He said the authorities concerned in Sindh government visited PSM unit on Monday and hopefully after studying the statements and consultations they would soon contact the federal government.

Talking about any further bailout package for PSM, Zubair said the government is not considering any such option until there is any improvement in gas supply. He said the PSM management had sent them a proposal for bailout package but the federal government has rejected it.

Earlier the minister had informed that government has finalized the transaction structure for the privatization of PSM, which soon would be presented before the Council of Common Interests (CCI) for its approval.
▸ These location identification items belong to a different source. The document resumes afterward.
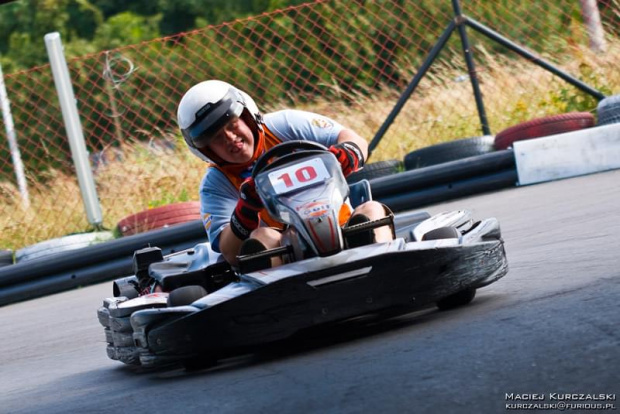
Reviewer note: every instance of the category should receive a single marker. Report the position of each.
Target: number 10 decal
(298, 176)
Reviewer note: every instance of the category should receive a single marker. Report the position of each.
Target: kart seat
(359, 192)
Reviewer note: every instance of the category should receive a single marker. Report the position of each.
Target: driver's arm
(230, 245)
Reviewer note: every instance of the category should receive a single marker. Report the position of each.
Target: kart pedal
(254, 256)
(362, 236)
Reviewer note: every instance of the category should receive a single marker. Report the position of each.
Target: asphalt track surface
(550, 327)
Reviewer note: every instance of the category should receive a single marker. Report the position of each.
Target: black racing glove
(245, 217)
(349, 156)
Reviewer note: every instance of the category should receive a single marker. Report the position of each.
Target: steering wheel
(285, 152)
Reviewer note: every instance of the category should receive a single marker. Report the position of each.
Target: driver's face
(234, 142)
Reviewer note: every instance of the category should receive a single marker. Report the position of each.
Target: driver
(222, 126)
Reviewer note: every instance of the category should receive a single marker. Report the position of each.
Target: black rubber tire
(6, 257)
(376, 170)
(186, 295)
(441, 233)
(199, 363)
(449, 151)
(458, 299)
(608, 110)
(62, 244)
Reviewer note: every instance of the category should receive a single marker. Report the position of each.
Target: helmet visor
(211, 117)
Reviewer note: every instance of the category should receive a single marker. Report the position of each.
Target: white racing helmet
(206, 107)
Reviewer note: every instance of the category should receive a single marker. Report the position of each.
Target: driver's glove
(349, 156)
(245, 217)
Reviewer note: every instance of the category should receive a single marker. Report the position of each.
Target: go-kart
(193, 306)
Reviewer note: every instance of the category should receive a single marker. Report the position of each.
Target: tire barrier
(542, 127)
(376, 170)
(61, 244)
(449, 172)
(94, 264)
(159, 217)
(449, 151)
(608, 110)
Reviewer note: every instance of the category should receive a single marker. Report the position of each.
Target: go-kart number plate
(298, 176)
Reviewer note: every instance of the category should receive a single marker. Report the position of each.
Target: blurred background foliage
(88, 26)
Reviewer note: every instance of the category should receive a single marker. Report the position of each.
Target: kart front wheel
(458, 299)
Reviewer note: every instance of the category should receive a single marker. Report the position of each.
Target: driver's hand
(349, 156)
(245, 217)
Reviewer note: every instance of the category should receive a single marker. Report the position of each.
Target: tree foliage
(93, 25)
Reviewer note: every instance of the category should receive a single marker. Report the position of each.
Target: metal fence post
(18, 166)
(73, 127)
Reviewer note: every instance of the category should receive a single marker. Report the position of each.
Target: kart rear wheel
(441, 233)
(186, 295)
(458, 299)
(199, 363)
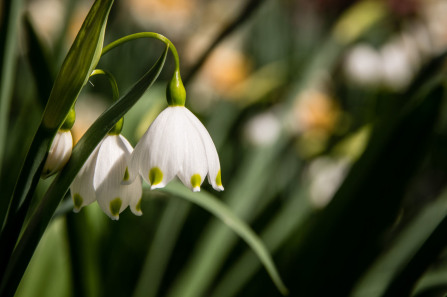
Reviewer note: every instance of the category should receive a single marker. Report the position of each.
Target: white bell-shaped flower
(176, 144)
(59, 153)
(101, 178)
(81, 189)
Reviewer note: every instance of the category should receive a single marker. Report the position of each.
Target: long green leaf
(217, 208)
(81, 59)
(8, 54)
(41, 218)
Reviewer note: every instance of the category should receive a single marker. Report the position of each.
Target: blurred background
(331, 131)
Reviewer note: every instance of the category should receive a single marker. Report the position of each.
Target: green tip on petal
(175, 92)
(219, 179)
(126, 175)
(195, 182)
(116, 130)
(115, 206)
(155, 176)
(77, 201)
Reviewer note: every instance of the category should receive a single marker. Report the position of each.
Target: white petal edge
(210, 149)
(82, 185)
(111, 164)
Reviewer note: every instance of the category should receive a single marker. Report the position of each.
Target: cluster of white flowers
(176, 144)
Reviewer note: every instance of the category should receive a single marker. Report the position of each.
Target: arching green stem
(115, 93)
(112, 81)
(154, 35)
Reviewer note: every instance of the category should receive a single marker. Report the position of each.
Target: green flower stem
(154, 35)
(112, 80)
(40, 219)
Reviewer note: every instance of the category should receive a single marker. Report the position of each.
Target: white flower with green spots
(176, 144)
(101, 178)
(59, 153)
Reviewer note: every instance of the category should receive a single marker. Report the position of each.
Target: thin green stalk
(112, 81)
(154, 35)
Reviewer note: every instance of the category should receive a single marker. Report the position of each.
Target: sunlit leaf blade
(8, 51)
(41, 218)
(217, 208)
(81, 59)
(161, 248)
(38, 59)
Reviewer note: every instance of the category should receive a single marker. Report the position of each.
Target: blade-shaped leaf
(217, 208)
(78, 64)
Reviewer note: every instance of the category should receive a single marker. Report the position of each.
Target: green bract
(175, 92)
(82, 58)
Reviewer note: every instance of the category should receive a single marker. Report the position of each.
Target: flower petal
(134, 193)
(214, 174)
(111, 165)
(81, 189)
(159, 152)
(195, 166)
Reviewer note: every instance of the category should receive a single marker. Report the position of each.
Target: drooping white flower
(101, 178)
(59, 153)
(176, 144)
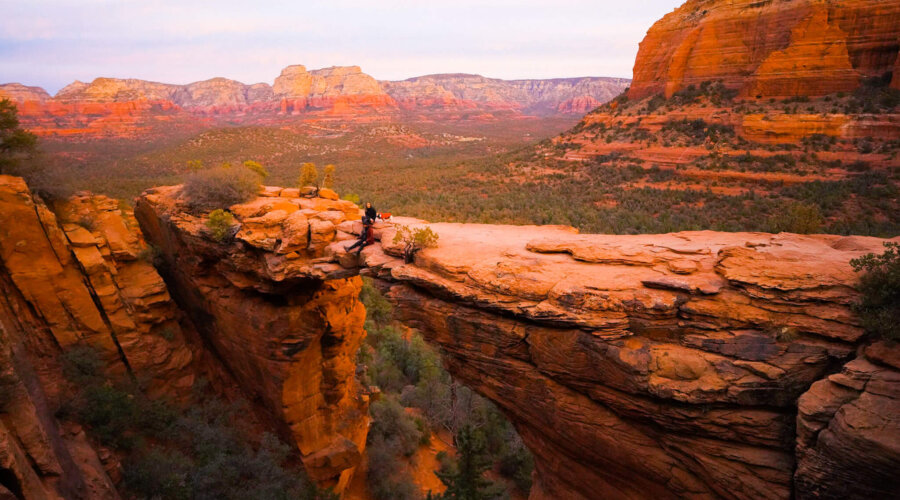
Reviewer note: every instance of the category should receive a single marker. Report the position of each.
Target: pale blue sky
(53, 42)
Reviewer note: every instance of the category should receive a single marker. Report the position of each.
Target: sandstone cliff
(564, 95)
(287, 324)
(769, 49)
(79, 273)
(663, 365)
(76, 278)
(131, 107)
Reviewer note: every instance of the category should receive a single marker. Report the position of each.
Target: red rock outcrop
(769, 49)
(633, 366)
(288, 321)
(636, 366)
(74, 278)
(131, 107)
(558, 95)
(847, 440)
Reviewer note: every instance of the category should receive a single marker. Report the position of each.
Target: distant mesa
(770, 49)
(130, 106)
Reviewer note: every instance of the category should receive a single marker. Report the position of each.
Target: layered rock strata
(77, 278)
(664, 365)
(286, 322)
(769, 49)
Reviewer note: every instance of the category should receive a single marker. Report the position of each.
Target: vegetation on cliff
(879, 307)
(420, 399)
(208, 451)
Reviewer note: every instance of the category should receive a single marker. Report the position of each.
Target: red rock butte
(770, 49)
(131, 107)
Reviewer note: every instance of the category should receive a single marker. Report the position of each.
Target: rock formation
(532, 96)
(79, 277)
(79, 273)
(769, 49)
(664, 365)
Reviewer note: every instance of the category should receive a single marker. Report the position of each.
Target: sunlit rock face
(769, 49)
(75, 275)
(285, 321)
(665, 365)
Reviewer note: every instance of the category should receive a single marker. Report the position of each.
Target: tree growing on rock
(220, 188)
(879, 305)
(256, 168)
(16, 143)
(309, 176)
(414, 240)
(328, 177)
(465, 479)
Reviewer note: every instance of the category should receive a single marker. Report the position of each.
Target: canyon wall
(78, 273)
(130, 107)
(286, 326)
(769, 48)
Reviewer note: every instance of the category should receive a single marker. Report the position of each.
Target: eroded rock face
(287, 320)
(769, 49)
(633, 366)
(79, 277)
(661, 365)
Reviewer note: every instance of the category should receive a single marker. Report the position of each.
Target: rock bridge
(697, 364)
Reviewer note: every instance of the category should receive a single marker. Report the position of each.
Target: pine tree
(308, 174)
(466, 480)
(15, 142)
According to the State Minister, any further delay in taking a decision on privatisation of this public sector enterprise would cost the national kitty heavily. The federal government has formally asked the provincial government if they are interested in buying the PSM, Zubair said.
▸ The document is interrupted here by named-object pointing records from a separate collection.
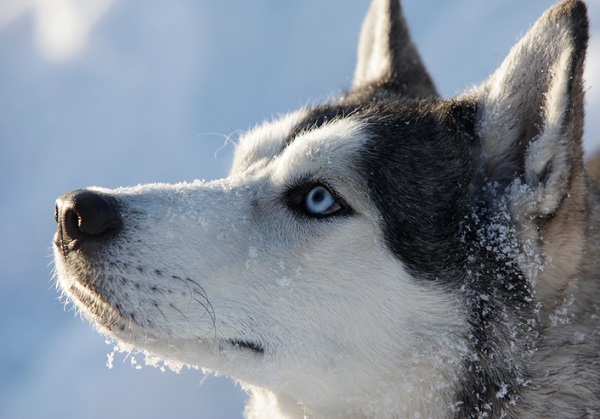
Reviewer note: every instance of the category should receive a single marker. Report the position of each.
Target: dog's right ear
(387, 57)
(530, 112)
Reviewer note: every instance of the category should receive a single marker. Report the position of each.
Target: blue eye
(319, 201)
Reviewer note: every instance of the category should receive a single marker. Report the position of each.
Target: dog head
(349, 261)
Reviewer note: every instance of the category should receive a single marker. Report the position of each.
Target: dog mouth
(248, 345)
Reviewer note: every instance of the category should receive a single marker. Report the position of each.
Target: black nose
(83, 216)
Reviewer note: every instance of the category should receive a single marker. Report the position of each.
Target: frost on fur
(448, 266)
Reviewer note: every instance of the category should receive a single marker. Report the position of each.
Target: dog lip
(247, 344)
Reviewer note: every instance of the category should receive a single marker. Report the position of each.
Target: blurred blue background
(121, 92)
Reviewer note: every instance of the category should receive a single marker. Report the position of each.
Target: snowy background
(111, 93)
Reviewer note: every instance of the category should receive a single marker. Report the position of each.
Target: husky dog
(389, 254)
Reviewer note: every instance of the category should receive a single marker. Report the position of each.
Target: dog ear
(386, 54)
(530, 111)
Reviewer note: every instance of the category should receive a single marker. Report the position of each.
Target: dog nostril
(86, 215)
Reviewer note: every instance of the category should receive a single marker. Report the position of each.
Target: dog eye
(319, 201)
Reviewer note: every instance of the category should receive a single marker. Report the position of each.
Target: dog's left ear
(530, 112)
(387, 57)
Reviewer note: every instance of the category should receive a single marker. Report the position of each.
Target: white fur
(339, 332)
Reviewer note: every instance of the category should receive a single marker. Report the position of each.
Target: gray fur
(455, 274)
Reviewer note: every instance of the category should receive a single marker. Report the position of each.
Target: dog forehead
(328, 152)
(303, 141)
(265, 141)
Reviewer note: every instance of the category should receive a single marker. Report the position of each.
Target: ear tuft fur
(530, 121)
(387, 56)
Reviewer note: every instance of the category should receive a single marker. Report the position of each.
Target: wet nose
(84, 216)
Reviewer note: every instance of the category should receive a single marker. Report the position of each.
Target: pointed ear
(387, 55)
(530, 112)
The government appointed a professional Board of Directors (BoD) and initially it showed some improvement as at one stage the production of PSM reached 60 percent of its capacity. However, once the supply of natural gas was reduced, it started affecting the production and with the current liabilities and payable debts, it is very difficult to revive this sick unit.

“We have to decide what can be done but the government would have to own up the liabilities or any further delay in privatisation would increase the liabilities,” commented Zubair.

It is pertinent to mention here that with the passage of every day the liabilities and payable debts of PSM are increasing. As per detailed audited accounts, PSM’s net losses during 2008-09, 2009-10, 2010-11, 2011-12, 2012-13 & 2013-14 were respectively Rs26,526 million, Rs11,566 million, Rs12,434 million, Rs22,273 million, Rs28,648 million & Rs25,836 million respectively.

In 2014-15 (unaudited), the loss was Rs24,619 million and its was Rs8,610 million from July 2015 to October 2015. The total losses thus add up to Rs160,512 million plus Rs159,000 million on account of liabilities till June 2015, making it a total of Rs319,512 million.

Total financial impact to PSM accounts was Rs365,512 million from July 2008 to December 2015. When referred about the current losses and liabilities of PSM, Zubair commented that the government is well aware of the financial conditions and this is the reason they have decided to privatise the unit.